Food price hikes have drastically affected quality of life. Stock photo.
Image: 123RF/Asawin Klabma

Cash-strapped South Africans are paying almost 14% more for basic food and personal hygiene items than a year ago, prompting fears of rising hunger, social instability and poor health.

The latest Household Affordability Index compiled by the Pietermaritzburg Economic Justice & Dignity Group (PMBEJD) shows the average cost of its goods basket increased by R560.57 (13.6%), to R4,688.81 in June 2022 from R4,128.23 a year earlier.

The basket tracks food prices at 44 supermarkets and 30 butcheries in Johannesburg, Durban, Cape Town, Pietermaritzburg and Springbok in the Northern Cape. Of the 44 food items monitored, 29 cost more. 

“The escalation of food inflation on basic staple foods, one which households cannot absorb and one where no apparent relief is forthcoming, at least in the near term, is a major concern,” said PMBEJD programme co-ordinator Mervyn Abrahams.

Significant increases:

Cooking oil (13%). A 5l bottle of cooking oil costs an average of R228.94 (a month to month increase of R27.04).

Cake flour (7%). A 10kg bag of cake flour costs an average of R115.90 (a month to month increase of R7.52).

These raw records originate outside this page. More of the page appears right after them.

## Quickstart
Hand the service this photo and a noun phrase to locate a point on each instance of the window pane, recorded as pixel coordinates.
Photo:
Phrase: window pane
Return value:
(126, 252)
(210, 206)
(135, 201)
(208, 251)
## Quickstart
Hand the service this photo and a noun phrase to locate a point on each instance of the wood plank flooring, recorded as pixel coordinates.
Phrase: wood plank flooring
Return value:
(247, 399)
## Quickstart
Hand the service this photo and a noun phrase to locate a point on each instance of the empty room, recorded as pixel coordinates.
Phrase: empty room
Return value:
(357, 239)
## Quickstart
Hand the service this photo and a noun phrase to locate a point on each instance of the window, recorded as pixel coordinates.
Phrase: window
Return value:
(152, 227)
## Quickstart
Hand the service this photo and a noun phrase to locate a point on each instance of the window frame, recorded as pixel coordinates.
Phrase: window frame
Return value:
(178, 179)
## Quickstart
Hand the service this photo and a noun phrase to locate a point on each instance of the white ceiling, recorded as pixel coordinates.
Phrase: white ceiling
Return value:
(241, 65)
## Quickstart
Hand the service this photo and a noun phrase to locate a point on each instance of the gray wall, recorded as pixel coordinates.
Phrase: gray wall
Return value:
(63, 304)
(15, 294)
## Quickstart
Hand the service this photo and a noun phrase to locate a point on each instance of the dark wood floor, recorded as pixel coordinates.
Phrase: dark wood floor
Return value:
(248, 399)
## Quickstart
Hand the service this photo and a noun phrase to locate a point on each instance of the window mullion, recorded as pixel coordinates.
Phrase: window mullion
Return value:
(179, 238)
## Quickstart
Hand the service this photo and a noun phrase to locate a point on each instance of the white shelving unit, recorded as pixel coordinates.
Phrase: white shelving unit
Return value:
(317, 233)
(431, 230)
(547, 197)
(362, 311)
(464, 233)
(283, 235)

Brown bread (5%). A loaf of brown bread went up by an average of 60c, with June cost of R13.83.

Onions (6%)

Maize meal (4%). A 10kg bag of maize meal went up by an average of R3.11, with June cost of R89.62. 

“This situation raises three red flags: increased hunger, increased risk of social instability and a general deterioration of health — with short- and long-term consequences,” he said. 

“In July public transport fares are set to increase (including the cost of transporting children to school) and the annual electricity tariff hikes will come into effect. Food price inflation is likely to continue climbing.”

“All the local and global factors driving food prices upwards continue,” Abrahams added. 

“Locally, the disruptions on our major transport routes, (road blockages, protests, poor road conditions and accidents). particularly between Gauteng and Durban, have affected food transportation 

“Much higher commodity prices, production and logistical costs will continue to drive prices upwards and are likely to continue rising for the rest of 2022.

“The cost of basic hygiene products ... compete in the household purse with food. These products are essential for good health and hygiene. 

“Significant increases were seen on green bar soap (14%), bath soap (5%), toothpaste (7%), shoe polish (5%), deodorant (5%), and dishwashing liquid (5%). Other increases included washing powder, Handy Andy, Jik and body creams.  

“Green bar soap has increased by 50% year-on-year, with the typical quantity required — 8 x 500g bars — now costing R100.11 a month.”